II lost its main resort in London when DRI sold it.


----------



## NKN (Jan 4, 2014)

And RCIs Allen House is closing at end of 2014.


----------



## Conan (Jan 4, 2014)

It pains me to admit it, but I paid RCI $1,770 to reserve an Extra Vacation 2-bedroom week at Odessa Wharf (#5322).  There continues to be lots of $$$ availability.


----------



## Pompey Family (Jan 4, 2014)

My recommendation would be VRBO. Timeshares in London are so few and far between and nigh on impossible to trade into and there are some very good rentals available, many of which are better than the timeshares.

I've just had a quick look on VRBO and you'd expect to pay around £175 per night and that's irrespective of whether you choose Kensington or Tower Hamlets so choose wisely and know your destination. You could also choose somewhere just outside London and get more for your money and still be within a 30 minute commute into central London.

You could even go further afield and explore other areas of England and for a lot less than staying in London yet still be able to drive to central London in a reasonable time. I saw a fantastic apartment in the Royal Crescent in Bath and London is only 2 hours away. If you're going for two weeks I would spread myself around a bit, maybe five days visiting London and the remainder spending a couple of days in different places as nowhere is more than a couple of hours drive away.


----------



## NKN (Jan 4, 2014)

You could also try Coach House Rentals for great places to stay in London.


----------



## Beaglemom3 (Jan 4, 2014)

.... and now for something completely different (and affordable):

https://www.airbnb.com/rooms/107051


This looks very good. It a very good neighborhood.


----------



## HiDef (Jan 4, 2014)

That canal boat is brilliant!  We have two young boys and they would love it.  If I book that I'm going to keep it a surprise.  The price for a July week is reasonable at around $1400.

Also thanks for the link to aribnb, I wasn't aware of that website.


----------



## x3 skier (Jan 4, 2014)

HiDef said:


> Also thanks for the link to aribnb, I wasn't aware of that website.



I have used airbnb a number of times and was completely satisfied with the rentals. As with any site check things out as best you can. 

Cheers


----------



## Beaglemom3 (Jan 4, 2014)

The canal boat is in Little Venice/Maida Vale section of London. A very, very nice section with good Tube stops.

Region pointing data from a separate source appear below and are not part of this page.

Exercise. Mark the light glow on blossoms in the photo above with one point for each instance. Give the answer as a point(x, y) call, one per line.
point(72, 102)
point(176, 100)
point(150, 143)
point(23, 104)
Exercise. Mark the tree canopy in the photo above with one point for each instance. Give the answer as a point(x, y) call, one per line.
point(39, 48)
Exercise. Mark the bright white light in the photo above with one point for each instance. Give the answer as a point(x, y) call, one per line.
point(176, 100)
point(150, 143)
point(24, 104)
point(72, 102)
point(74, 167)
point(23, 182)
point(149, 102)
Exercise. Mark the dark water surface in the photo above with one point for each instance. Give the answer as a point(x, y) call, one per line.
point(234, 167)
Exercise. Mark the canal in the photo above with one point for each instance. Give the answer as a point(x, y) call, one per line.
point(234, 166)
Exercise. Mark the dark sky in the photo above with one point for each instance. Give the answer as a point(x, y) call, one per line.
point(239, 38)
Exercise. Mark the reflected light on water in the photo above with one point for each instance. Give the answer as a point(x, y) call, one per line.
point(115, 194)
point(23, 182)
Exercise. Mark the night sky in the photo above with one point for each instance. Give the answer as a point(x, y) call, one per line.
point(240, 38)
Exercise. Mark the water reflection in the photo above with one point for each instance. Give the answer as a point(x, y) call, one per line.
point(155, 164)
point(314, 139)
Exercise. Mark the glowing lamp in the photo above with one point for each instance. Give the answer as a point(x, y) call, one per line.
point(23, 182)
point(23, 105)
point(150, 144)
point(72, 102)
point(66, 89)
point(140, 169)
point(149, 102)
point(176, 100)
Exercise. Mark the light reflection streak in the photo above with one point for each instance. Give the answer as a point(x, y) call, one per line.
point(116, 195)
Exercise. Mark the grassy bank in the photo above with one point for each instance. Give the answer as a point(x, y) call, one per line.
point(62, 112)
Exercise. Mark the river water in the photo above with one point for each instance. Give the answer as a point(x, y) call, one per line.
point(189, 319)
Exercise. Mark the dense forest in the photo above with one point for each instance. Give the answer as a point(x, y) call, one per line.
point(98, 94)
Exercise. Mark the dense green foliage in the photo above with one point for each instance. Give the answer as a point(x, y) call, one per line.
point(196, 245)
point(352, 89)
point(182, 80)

I may rent it for a couple days in May. If I do, I'll report back.


----------



## x3 skier (Jan 5, 2014)

Beaglemom3 said:


> The canal boat is in Little Venice/Maida Vale section of London. A very, very nice section with good Tube stops.
> 
> I may rent it for a couple days in May. If I do, I'll report back.



If you are in the Little Venice area, a canal boat ride to Camden Market which goes thru the London Zoo is a nice diversion.  

Cheers


----------



## Beaglemom3 (Jan 5, 2014)

x3 skier said:


> If you are in the Little Venice area, a canal boat ride to Camden Market which goes thru the London Zoo is a nice diversion.
> 
> Cheers



  WOW ! Great idea ! I always make a point to get to the Portobello or Camden
markets. Never knew about this (and I've taken about 14-15 London trips) !

Thank you.


----------



## HiDef (Jan 5, 2014)

Here's my plan.  I am going to deposit a 1 bedroom summer Anaheim Dolphin's Cove week with SFX and they will put in a request for a summer 2015 week in London.

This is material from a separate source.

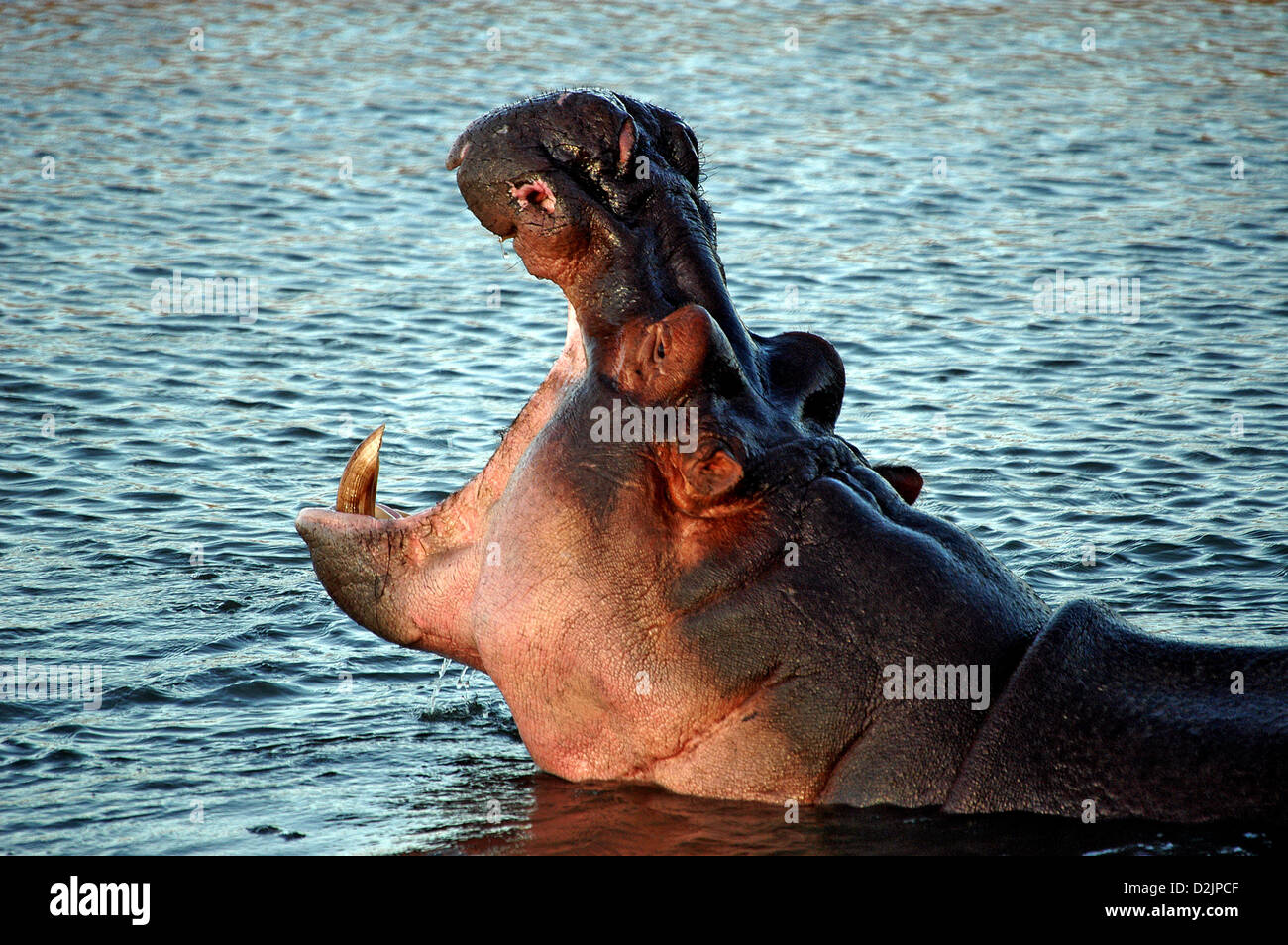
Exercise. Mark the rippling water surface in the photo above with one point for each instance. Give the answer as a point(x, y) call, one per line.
point(154, 464)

I also put a request in with II.  I'm not an RCI member otherwise I would one there too.

I've checked availability for this summer at airbnb on the canal boat and there is still lots plus there's many other units available so I think we can wait a year for a match and then have no trouble booking the extra days through airbnb.

Also, if I don't get a match in London then we can book a week through airbnb and use the deposit for a week in Malaga because our next stop is Spain.

So hopefully I get a London week through SFX or II this year and then I will supplement with airbnb and book a few days on that canal boat.

Following London, we're going to take the ferry from Portsmouth to Santander and then make our way over to Barcelona and down the coast to Malaga.  There seems to be plenty of timeshare options down that way.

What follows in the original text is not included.